Of course, end users don’t need to understand federation, any more than they need to grasp the subtleties of industry buzzwords including convergence, unified communications or collaboration. They simply need the communications to be there when they pick up the phone, open an IM screen or answer a video call. But it’s critical for organisations to understand the importance of federation because it ensures that they can run communications properly, so their investment will pay dividends in the years to come.

How does user adoption support the case for federation?

Users today often want to use their own technologies and devices and/or the ones they prefer personally. This puts the onus on businesses to create the proper backbone to support the numerous technologies in the workplace which can ensure seamless collaboration, security and system stability. Businesses often need to realise the benefits of CEBT, or “communications-enhanced business transformation” (a concept that is used to describe the state achieved when communications and collaboration tools are also able to increase the efficiency of a process beyond the traditional boundaries of the enterprise to include; partners, suppliers and customers) by planning today, for federation services.

How can companies measure the success of their projects? 

When focusing on supporting customer investment it is important to recognise that the world has evolved beyond a pure ROI/TCO conversation and also beyond a “phone”, an “IM client” or an “agent desktop”. The solutions most effectively adopted in many organisations deliver business-grade services (for solutions such as video and voice) which users can adopt seamlessly across a range of devices.
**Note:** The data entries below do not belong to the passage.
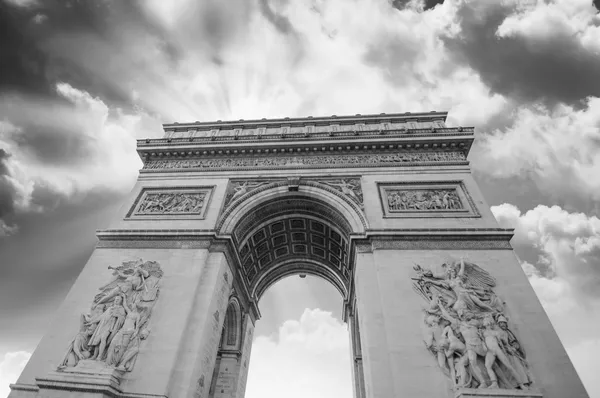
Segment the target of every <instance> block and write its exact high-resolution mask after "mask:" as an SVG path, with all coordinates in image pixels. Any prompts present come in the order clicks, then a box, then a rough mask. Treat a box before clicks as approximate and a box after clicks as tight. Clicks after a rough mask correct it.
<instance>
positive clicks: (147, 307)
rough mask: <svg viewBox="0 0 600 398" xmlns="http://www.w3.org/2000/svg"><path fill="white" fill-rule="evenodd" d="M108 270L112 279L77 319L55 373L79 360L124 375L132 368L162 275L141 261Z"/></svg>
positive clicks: (149, 331)
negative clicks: (104, 367) (78, 332)
mask: <svg viewBox="0 0 600 398" xmlns="http://www.w3.org/2000/svg"><path fill="white" fill-rule="evenodd" d="M108 268H109V269H112V270H113V275H114V276H115V278H114V279H113V281H111V282H110V283H109V284H107V285H105V286H103V287H102V288H100V293H99V294H97V295H96V297H95V298H94V301H93V304H92V306H91V309H90V312H89V314H82V315H81V318H80V325H79V326H80V327H79V333H78V334H77V335H76V336H75V338H74V339H73V341H72V342H71V344H70V345H69V348H68V350H67V353H66V355H65V357H64V359H63V361H62V362H61V364H60V365H59V367H58V369H59V370H64V369H65V368H74V367H77V365H78V364H79V363H80V361H82V360H87V361H95V362H96V364H97V365H100V366H108V367H112V368H115V369H117V370H120V371H125V372H128V371H131V370H132V369H133V366H134V365H135V361H136V358H137V354H138V352H139V348H140V344H141V340H144V339H145V338H146V337H147V336H148V334H149V333H150V330H149V329H148V320H149V318H150V315H151V313H152V308H153V306H154V304H155V302H156V299H157V298H158V294H159V290H160V288H159V283H160V279H161V278H162V275H163V272H162V270H161V268H160V265H159V264H158V263H157V262H154V261H146V262H143V261H142V260H138V261H130V262H124V263H123V264H122V265H121V266H119V267H108Z"/></svg>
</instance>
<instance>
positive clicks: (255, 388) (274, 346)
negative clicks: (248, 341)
mask: <svg viewBox="0 0 600 398" xmlns="http://www.w3.org/2000/svg"><path fill="white" fill-rule="evenodd" d="M350 363H351V361H350V338H349V336H348V331H347V328H346V325H344V324H343V323H341V322H340V321H338V320H337V319H335V318H333V316H332V315H331V313H330V312H324V311H322V310H320V309H318V308H316V309H312V310H311V309H308V308H307V309H306V310H305V311H304V313H303V314H302V316H301V317H300V320H298V321H296V320H288V321H286V322H284V323H283V325H281V327H280V328H279V333H278V335H277V336H276V337H267V336H255V338H254V343H253V345H252V358H251V359H250V364H249V365H250V370H249V375H248V387H247V389H246V397H247V398H258V397H262V398H280V397H281V396H282V395H285V396H286V397H290V398H305V397H315V398H321V397H322V398H347V397H350V396H352V378H351V368H350ZM273 375H277V377H273ZM266 380H268V382H267V383H265V381H266Z"/></svg>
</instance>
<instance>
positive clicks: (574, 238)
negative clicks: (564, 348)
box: [492, 203, 600, 397]
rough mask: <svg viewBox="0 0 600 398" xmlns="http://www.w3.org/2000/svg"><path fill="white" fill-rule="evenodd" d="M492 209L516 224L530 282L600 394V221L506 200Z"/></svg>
mask: <svg viewBox="0 0 600 398" xmlns="http://www.w3.org/2000/svg"><path fill="white" fill-rule="evenodd" d="M492 212H493V213H494V215H495V217H496V219H497V220H498V222H499V224H500V225H501V226H503V227H510V228H515V236H514V238H513V240H512V244H513V246H514V248H515V251H516V253H517V254H518V256H519V258H520V259H521V260H522V261H521V265H522V267H523V270H524V271H525V273H526V274H527V276H528V277H529V281H530V282H531V286H532V287H533V289H534V290H535V292H536V294H537V296H538V298H539V299H540V301H541V303H542V305H543V307H544V309H545V310H546V312H547V314H548V317H549V318H550V320H551V321H552V323H553V325H554V327H555V328H556V331H557V333H558V335H559V337H560V339H561V341H562V343H563V344H564V346H565V349H566V350H567V352H568V354H569V356H570V357H571V360H572V362H573V365H574V366H575V368H576V370H577V372H578V374H579V376H580V377H581V379H582V382H583V383H584V385H585V387H586V389H587V390H588V393H589V394H590V397H600V390H599V388H598V382H597V377H596V374H597V371H596V370H597V369H596V368H597V357H598V353H600V340H598V335H597V331H598V329H599V328H600V318H598V314H599V313H600V293H599V292H598V284H599V283H600V219H598V218H597V217H595V216H587V215H585V214H583V213H569V212H567V211H565V210H563V209H561V208H560V207H559V206H553V207H547V206H537V207H536V208H534V209H533V210H529V211H527V212H526V213H524V214H523V213H521V211H520V210H519V209H518V208H516V207H515V206H513V205H511V204H507V203H505V204H503V205H500V206H493V207H492Z"/></svg>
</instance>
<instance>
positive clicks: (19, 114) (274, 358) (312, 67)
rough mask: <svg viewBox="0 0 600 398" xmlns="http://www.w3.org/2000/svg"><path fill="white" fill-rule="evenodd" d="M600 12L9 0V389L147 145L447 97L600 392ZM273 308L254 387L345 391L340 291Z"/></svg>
mask: <svg viewBox="0 0 600 398" xmlns="http://www.w3.org/2000/svg"><path fill="white" fill-rule="evenodd" d="M599 3H600V2H599V1H598V0H596V1H595V2H593V1H590V0H545V1H541V0H540V1H535V0H446V1H439V0H438V1H429V0H427V1H423V0H409V1H406V0H394V1H390V0H307V1H294V0H229V1H227V2H224V1H222V0H203V1H195V0H177V1H175V0H173V1H168V2H167V1H164V0H131V1H127V2H124V1H117V0H93V1H92V0H89V1H84V0H80V1H75V0H60V1H59V0H43V1H42V0H0V259H1V266H0V397H2V396H4V395H6V394H7V393H8V387H7V384H8V383H9V382H13V381H14V380H15V379H16V377H17V376H18V374H19V372H20V369H21V368H22V367H23V366H24V364H25V362H26V361H27V358H28V357H29V355H30V353H31V352H32V351H33V350H34V348H35V346H36V344H37V342H38V341H39V340H40V338H41V337H42V335H43V334H44V332H45V330H46V328H47V325H48V323H49V320H50V319H51V317H52V315H53V313H54V312H55V311H56V309H57V307H58V306H59V305H60V303H61V301H62V299H63V298H64V297H65V295H66V293H67V291H68V289H69V288H70V286H71V284H72V283H73V281H74V280H75V278H76V277H77V275H78V274H79V272H80V271H81V269H82V268H83V266H84V265H85V262H86V260H87V258H88V257H89V255H90V254H91V252H92V250H93V248H94V245H95V241H96V240H95V231H96V230H97V229H101V228H104V227H106V226H107V224H108V222H109V220H110V218H111V215H113V214H114V213H115V211H116V209H118V208H119V207H120V205H121V203H122V202H123V200H124V197H125V195H126V194H127V193H128V192H129V191H130V190H131V188H132V187H133V184H134V182H135V179H136V177H137V172H138V170H139V168H140V167H141V161H140V160H139V158H138V156H137V154H136V152H135V144H136V141H135V140H136V139H138V138H157V137H160V136H161V135H162V128H161V124H162V123H170V122H176V121H178V122H185V121H195V120H201V121H210V120H217V119H221V120H227V119H242V118H246V119H249V118H262V117H265V118H269V117H285V116H289V117H294V116H298V117H303V116H309V115H313V116H319V115H325V116H326V115H331V114H337V115H343V114H356V113H361V114H368V113H382V112H386V113H395V112H421V111H424V112H427V111H431V110H437V111H447V112H448V125H450V126H460V125H462V126H475V127H476V134H475V136H476V141H475V144H474V146H473V148H472V150H471V154H470V156H469V160H470V161H471V166H472V169H473V173H474V176H475V178H476V180H477V182H478V184H479V186H480V188H481V190H482V192H483V194H484V196H485V197H486V198H487V201H488V203H489V205H490V206H492V211H493V213H494V214H495V216H496V218H497V219H498V221H499V223H500V224H501V225H502V226H503V227H511V228H515V237H514V238H513V240H512V243H513V246H514V248H515V251H516V253H517V255H518V256H519V258H520V261H521V263H522V267H523V269H524V271H525V272H526V274H527V275H528V277H529V279H530V281H531V284H532V286H533V288H534V289H535V291H536V293H537V295H538V297H539V298H540V300H541V302H542V304H543V305H544V308H545V310H546V312H547V313H548V315H549V317H550V319H551V321H552V323H553V325H554V326H555V328H556V330H557V332H558V334H559V336H560V338H561V340H562V342H563V344H564V345H565V347H566V349H567V351H568V353H569V355H570V357H571V359H572V361H573V363H574V365H575V367H576V369H577V371H578V372H579V374H580V376H581V378H582V380H583V382H584V384H585V386H586V388H587V389H588V391H589V393H590V396H591V397H593V398H600V382H599V381H598V380H597V377H594V376H595V373H596V372H595V369H594V368H595V367H597V364H596V363H597V359H596V358H597V357H598V356H599V355H600V335H599V334H598V332H597V331H598V330H600V289H599V288H598V286H599V283H600V219H599V218H598V217H599V212H600V178H599V177H598V175H600V15H599V14H598V9H600V4H599ZM57 248H60V250H57ZM290 291H294V292H295V294H294V297H297V299H295V300H282V298H285V297H289V295H287V296H286V293H288V294H289V292H290ZM260 307H261V310H262V313H263V318H262V319H261V320H260V321H259V322H258V324H257V330H256V334H255V341H254V345H253V354H252V359H251V364H252V366H251V367H250V374H249V380H248V389H247V397H248V398H255V397H267V398H269V397H275V396H280V395H279V394H278V391H277V389H274V388H273V385H272V384H271V383H272V382H273V378H269V382H268V383H266V382H265V375H272V374H273V373H274V372H277V374H278V379H277V381H276V382H277V383H280V384H278V385H281V386H289V385H293V386H295V388H294V390H293V391H296V392H297V394H298V395H297V396H298V397H300V396H307V394H310V396H313V397H321V396H323V397H325V396H327V397H334V398H348V397H351V385H350V358H349V347H348V332H347V329H346V327H345V325H344V324H343V323H342V322H341V317H340V315H341V314H340V308H341V298H340V297H339V295H337V293H336V292H335V290H334V289H333V288H332V287H331V286H329V285H327V284H326V283H325V282H323V281H321V280H317V279H314V278H310V277H307V278H306V279H299V278H297V277H296V278H289V279H285V280H283V281H281V282H280V283H278V284H277V285H275V286H273V287H272V288H271V289H270V290H269V291H268V292H267V294H266V296H265V297H264V298H263V299H262V300H261V303H260ZM292 357H293V358H297V360H295V361H291V360H290V358H292ZM273 363H277V364H278V365H279V366H277V368H273ZM328 368H333V369H336V370H335V373H331V372H329V373H328V372H327V371H326V370H325V369H328ZM298 374H300V375H303V376H302V377H301V378H299V377H297V376H296V375H298ZM288 391H290V390H288ZM287 396H288V397H290V396H291V395H289V394H287Z"/></svg>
ROI no longer purely stands for return on investment, and this is common to all verticals. Businesses today now measure success in terms of user productivity and user enablement, not just cost savings or CAPEX reduction. Businesses want to increase customer revenues through timely adoption of technologies – but they don’t want to be ‘guinea pigs’ for the technology. Therefore, business partners, system integrators and vendors must demonstrate clearly how each technology supports and delivers a true end-to-end interaction with the company’s customers.

What do end-users need to know? 

Very little! The measurement of success for a user when federated technologies have been deployed is the ease of use they experience – and the speed of communication and ease of collaboration. Users as a general rule don’t need to care about industry acronyms like BYOD or terms such as federation. Their expectation is built on the basis of consumer-driven tools that offer the business-level benefits of persistence, context and ease of use such as YouTube, Facebook, and Twitter. Users want the same experience at work as they have at home with these consumer services.
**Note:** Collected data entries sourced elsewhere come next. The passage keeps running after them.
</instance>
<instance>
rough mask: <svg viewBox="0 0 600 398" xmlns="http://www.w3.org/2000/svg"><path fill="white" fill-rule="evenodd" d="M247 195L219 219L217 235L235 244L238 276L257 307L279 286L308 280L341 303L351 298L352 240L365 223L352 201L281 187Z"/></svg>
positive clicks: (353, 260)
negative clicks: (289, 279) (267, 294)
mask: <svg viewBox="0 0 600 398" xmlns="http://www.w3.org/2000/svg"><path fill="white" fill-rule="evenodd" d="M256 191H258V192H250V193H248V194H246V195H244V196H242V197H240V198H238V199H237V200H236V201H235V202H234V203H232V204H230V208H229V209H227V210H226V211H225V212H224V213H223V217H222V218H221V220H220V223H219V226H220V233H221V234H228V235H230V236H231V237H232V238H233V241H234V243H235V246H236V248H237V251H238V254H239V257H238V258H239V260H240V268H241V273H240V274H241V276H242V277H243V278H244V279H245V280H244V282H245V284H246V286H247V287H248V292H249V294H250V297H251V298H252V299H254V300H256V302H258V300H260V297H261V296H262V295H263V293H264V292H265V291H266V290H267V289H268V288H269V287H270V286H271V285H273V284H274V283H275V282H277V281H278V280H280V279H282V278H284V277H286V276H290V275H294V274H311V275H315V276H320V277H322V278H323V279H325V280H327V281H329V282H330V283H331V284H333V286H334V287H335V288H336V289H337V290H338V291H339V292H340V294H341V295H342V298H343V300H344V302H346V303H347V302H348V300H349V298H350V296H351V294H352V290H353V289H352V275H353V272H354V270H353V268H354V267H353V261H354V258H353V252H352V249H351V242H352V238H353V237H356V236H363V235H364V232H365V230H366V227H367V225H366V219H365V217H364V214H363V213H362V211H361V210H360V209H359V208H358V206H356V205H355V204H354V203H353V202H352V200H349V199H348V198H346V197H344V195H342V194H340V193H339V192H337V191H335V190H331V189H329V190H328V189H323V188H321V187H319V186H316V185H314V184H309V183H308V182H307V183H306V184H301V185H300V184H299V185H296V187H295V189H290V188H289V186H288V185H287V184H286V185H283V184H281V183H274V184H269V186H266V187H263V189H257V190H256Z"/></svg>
End-user success can also be measured by polling speed of adoption and employee engagement/empowerment within an organisation. With federation, a consistent and compelling user experience can be maintained across platforms, regardless of operating systems or devices.
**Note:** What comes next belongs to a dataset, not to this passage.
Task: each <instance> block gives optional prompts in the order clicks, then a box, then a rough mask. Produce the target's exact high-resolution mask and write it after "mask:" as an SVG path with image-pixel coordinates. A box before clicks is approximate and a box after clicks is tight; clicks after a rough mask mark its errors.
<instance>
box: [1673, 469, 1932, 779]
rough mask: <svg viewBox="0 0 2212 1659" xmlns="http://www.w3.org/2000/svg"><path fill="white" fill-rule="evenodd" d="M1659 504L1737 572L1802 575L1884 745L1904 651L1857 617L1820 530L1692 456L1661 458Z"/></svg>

Another interesting development is the availability of these tools as services, offered via the cloud. Companies can take advantage of provisioned services using the Avaya cloud (UCaaS) to change the customer investment from CAPEX to a scalable and manageable OPEX, giving the same benefits of ‘owned’ communications technology.

Final thoughts?

Implementing communications in the coming years will require not only a good grasp of the benefits of federation within the IT team, but increasingly at a business, decision-making level. The business benefits offered by these communications technologies and processes is attractive not only to technology specialists, but also to business leaders, who can easily understand the benefits of a communications system that offers multiple access points, ease-of-use, and security, while improving productivity, employee engagement and customer delight.

The value of a truly federated communications solution applied to the right people, in the right place, at the right time, with the right context, is a valuable proposition as it will address the key to user adoption and acceptance.